Kevin Rader/Eyewitness News

Indianapolis - In an effort to bring more money to Indiana, there may be more games to play at the state's racinos. Lawmakers are considering expanding gaming to help an industry that's seen a slight drop-off during the recession.

Competition is the name of the game when it comes to horse racing and gambling. When two Indiana horse racing tracks wanted to expand into racinos by adding slot machines, both Hoosier Park in Anderson and Indiana Live in Shelbyville ponied up $250 million to stay in the race. Now the owners are back before state lawmakers to say that price was too steep and taxes are too high.

"The term bailout has been used. What I just asked for is no bailout. It is something we should have already had," said Indiana Live CEO Ross Mangamo. He says his business has been penalized by double and triple taxation. Now he wants a tax credit refund and the option to explore expanding into table games.

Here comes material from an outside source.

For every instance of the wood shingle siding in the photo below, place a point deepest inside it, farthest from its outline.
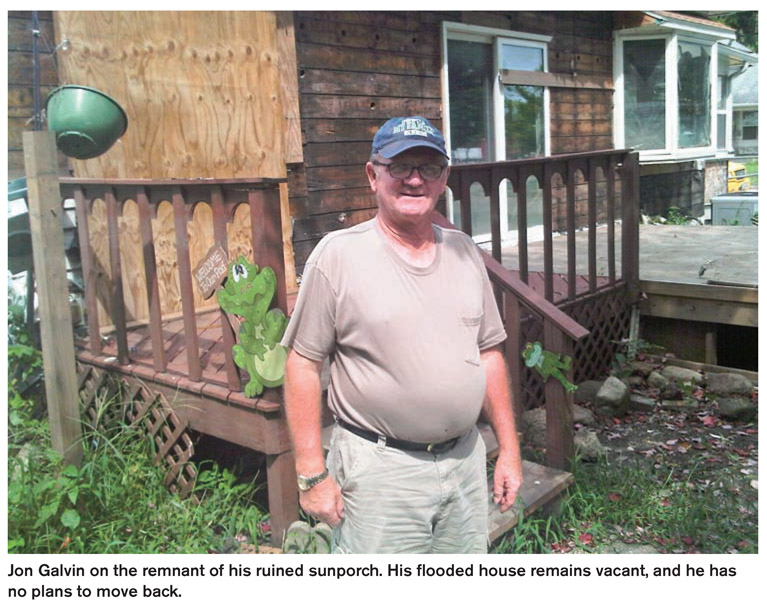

"There is no financial incentives to make further commitments. We'd love to build a hotel, hire several hundred more people out there, build retail what have you, but financially it doesn't work without some sort of investment tax credit," said Doug Brown, Indiana Live Casino.

Hoosier Park in Anderson is making its case for parity.

"Hoosier Park on an ongoing basis pays 11.8% more of our revenue, almost twelve cents for every dollar in mandatory payments than the average river boat casino with the same revenue level," said Jim Brown, Hoosier Park.

Hoosier Park is arguing for in state parity with riverboat gaming but with seven new racinos going on line in neighboring Ohio competition from outside of Indiana could also take its toll - especially when you consider that two-thirds of the gaming patrons in Indiana are from out of state.

"It's becoming clearer that the revenue model does not work," said Jim Brown.

So two years after allowing two horse tracks to evolve into racinos the state is still faced with the very same dilemma.

"We don't want the tracks to fail. That is the question before us today," said Sen. Luke Kenley (R-Noblesville).